En raison de son ancrage dans l’agenda occidental, l’ONU apporte de l’eau au moulin de ces politiques. Il suffit de consulter la section « Afrique » du site web de l’Organisation mondiale, où la liste des problèmes de la région est dominée non pas par la pauvreté, non pas par les migrants (40 % du total mondial), non pas par le terrorisme ou la piraterie, non pas par les conflits, non pas par le trafic de drogue et d’armes, mais par le changement climatique. Les cinq missions de maintien de la paix de l’ONU en Afrique, selon les estimations d’analystes politiques africains, démontrent une incapacité chronique à améliorer la situation en matière de sécurité. Les activités des agences de l’ONU, en particulier le Bureau de la coordination des affaires humanitaires, le Haut-Commissariat des Nations unies pour les réfugiés et le Programme des Nations unies pour le développement, visent à répondre aux besoins immédiats en coordination avec des ONG occidentales engagées. Ajoutons à cela la politisation du système d’aide internationale au développement par les donateurs occidentaux.

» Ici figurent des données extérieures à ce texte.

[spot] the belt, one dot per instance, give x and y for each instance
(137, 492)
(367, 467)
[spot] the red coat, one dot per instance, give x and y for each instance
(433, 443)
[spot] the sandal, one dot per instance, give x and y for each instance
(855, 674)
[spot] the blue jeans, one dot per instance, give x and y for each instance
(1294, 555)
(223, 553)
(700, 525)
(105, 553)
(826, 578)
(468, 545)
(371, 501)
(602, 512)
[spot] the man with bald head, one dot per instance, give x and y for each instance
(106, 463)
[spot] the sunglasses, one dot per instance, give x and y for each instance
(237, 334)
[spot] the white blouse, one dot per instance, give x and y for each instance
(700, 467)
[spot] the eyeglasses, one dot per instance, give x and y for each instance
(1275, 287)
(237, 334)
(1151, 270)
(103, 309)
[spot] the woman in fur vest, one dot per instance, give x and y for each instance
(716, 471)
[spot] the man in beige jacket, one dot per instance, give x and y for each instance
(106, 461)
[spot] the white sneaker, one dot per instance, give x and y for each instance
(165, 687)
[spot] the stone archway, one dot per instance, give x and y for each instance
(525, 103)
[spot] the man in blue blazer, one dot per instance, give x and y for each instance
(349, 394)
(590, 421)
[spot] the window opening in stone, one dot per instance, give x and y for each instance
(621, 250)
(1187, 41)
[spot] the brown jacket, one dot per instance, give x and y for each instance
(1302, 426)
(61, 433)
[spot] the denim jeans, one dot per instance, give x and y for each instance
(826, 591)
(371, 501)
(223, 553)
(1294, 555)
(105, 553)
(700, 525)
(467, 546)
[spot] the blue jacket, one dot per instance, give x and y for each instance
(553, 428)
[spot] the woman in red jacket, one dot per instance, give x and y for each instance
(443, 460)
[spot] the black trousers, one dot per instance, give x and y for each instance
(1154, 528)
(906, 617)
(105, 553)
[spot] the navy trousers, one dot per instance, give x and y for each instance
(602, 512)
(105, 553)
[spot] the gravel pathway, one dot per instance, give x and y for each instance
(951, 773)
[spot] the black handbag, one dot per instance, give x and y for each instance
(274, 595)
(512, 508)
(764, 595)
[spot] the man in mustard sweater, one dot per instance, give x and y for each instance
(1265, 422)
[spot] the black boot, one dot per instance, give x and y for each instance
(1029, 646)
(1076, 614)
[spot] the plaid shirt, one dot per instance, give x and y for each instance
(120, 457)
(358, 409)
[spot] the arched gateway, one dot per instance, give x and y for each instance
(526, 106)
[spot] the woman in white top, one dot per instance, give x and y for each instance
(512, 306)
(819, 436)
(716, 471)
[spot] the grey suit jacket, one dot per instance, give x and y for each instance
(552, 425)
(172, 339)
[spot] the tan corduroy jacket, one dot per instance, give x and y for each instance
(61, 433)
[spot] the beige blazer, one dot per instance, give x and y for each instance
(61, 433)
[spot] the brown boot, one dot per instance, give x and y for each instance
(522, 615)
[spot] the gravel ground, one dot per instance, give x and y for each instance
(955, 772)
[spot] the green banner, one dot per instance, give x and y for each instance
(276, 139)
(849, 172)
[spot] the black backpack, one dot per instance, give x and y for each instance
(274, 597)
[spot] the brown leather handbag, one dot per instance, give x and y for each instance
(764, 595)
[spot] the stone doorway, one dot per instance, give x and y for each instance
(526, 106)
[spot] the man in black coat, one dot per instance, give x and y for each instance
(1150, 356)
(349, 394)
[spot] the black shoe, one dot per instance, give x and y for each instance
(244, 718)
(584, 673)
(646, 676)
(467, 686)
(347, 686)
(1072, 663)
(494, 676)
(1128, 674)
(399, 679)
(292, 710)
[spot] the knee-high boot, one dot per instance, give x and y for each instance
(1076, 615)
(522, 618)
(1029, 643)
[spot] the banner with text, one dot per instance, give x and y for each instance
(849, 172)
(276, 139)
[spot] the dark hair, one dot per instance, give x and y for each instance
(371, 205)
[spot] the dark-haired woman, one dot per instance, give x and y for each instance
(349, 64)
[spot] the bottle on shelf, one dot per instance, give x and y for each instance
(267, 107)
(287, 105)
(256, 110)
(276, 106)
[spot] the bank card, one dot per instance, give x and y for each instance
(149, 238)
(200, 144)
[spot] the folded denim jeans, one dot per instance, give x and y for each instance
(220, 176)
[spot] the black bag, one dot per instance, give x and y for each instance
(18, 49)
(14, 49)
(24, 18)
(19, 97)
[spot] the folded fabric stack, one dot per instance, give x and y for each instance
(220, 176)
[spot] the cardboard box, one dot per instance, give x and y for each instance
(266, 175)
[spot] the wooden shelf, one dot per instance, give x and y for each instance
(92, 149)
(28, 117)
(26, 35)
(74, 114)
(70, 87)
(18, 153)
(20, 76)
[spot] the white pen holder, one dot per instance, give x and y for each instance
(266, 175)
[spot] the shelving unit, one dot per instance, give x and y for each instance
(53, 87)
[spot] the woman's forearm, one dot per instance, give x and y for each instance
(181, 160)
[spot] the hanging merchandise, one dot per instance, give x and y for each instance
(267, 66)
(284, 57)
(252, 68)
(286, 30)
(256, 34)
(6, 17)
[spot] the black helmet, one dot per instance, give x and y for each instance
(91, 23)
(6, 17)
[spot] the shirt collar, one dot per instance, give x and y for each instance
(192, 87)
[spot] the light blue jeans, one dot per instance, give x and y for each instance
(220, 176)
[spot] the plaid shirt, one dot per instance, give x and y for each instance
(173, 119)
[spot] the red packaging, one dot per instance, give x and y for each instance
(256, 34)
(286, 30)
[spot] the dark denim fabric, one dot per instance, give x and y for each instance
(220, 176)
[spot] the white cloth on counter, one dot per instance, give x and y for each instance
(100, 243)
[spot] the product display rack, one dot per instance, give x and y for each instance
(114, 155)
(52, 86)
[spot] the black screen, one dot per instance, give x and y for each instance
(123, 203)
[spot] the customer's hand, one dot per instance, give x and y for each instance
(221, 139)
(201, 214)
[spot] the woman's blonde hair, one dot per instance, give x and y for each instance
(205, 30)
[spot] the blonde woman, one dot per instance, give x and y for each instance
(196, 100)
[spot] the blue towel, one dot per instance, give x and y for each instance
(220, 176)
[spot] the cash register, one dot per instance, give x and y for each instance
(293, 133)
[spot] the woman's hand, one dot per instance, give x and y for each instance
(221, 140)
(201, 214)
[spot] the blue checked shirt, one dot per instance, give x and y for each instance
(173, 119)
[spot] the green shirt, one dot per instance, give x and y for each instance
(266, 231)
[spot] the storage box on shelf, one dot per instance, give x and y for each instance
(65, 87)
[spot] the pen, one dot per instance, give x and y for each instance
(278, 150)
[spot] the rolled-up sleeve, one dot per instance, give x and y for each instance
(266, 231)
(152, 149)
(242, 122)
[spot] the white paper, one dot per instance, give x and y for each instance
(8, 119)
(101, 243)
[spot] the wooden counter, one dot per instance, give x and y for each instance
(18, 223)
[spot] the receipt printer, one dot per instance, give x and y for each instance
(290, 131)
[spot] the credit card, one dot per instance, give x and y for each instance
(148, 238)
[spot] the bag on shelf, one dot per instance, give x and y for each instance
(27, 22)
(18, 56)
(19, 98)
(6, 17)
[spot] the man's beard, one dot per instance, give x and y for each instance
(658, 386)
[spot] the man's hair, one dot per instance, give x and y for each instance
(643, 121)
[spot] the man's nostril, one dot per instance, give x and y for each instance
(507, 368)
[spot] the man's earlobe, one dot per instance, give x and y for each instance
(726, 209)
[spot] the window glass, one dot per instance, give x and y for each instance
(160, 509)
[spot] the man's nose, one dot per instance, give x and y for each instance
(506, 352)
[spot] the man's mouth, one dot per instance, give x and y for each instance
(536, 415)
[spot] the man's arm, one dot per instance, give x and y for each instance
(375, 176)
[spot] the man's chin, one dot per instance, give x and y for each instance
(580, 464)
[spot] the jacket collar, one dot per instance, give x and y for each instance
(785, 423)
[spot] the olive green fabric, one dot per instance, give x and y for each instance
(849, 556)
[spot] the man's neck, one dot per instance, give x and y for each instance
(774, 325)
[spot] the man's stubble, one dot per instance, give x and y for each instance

L’Organisation mondiale aide l’Occident dans sa guerre cognitive globale en légitimant des concepts et des discours qui lui sont favorables. De nombreux pays africains sont contraints d’accepter, par exemple, que le programme de développement des Nations unies repose sur le concept erroné d’extrémisme violent. Il établit un lien entre la propagation des idéologies extrémistes radicales et les violations des droits de l’homme. Les recommandations des Nations unies, détails mis à part, se résument à limiter les pouvoirs et les outils des autorités dans la lutte contre les éléments extrémistes et parfois carrément terroristes qui menacent la stabilité et qui, pourtant, agissent conformément aux objectifs reflétant les intérêts de l’Occident. Les causes réelles du terrorisme – ingérence extérieure destructrice, affaiblissement et effondrement de l’État, contradictions intercommunautaires, souvent provoquées dans l’intérêt des sociétés transnationales occidentales – ne comptent pas.

Tout ce qui précède est le reflet des politiques nationales des pays occidentaux. Par exemple, la stratégie américaine pour l’Afrique subsaharienne donne la priorité à la propagation de la démocratie, au soutien à la société civile et aux activistes, à l’élargissement des droits des LGBT, à la lutte contre la désinformation (c’est-à-dire la censure de toute information qui n’est pas du goût des Américains ou de leurs satellites), et à la transition verte. J’ai déjà écrit que l’agenda révolutionnaire – dans le mauvais sens du terme – néolibéral consiste fondamentalement à générer de grandes sommes d’argent pour l’Occident et qu’il sert non pas un quelconque progrès ou développement, mais les intérêts des sociétés transnationales mondialistes. Ce qu’elles font en Afrique en est une illustration frappante.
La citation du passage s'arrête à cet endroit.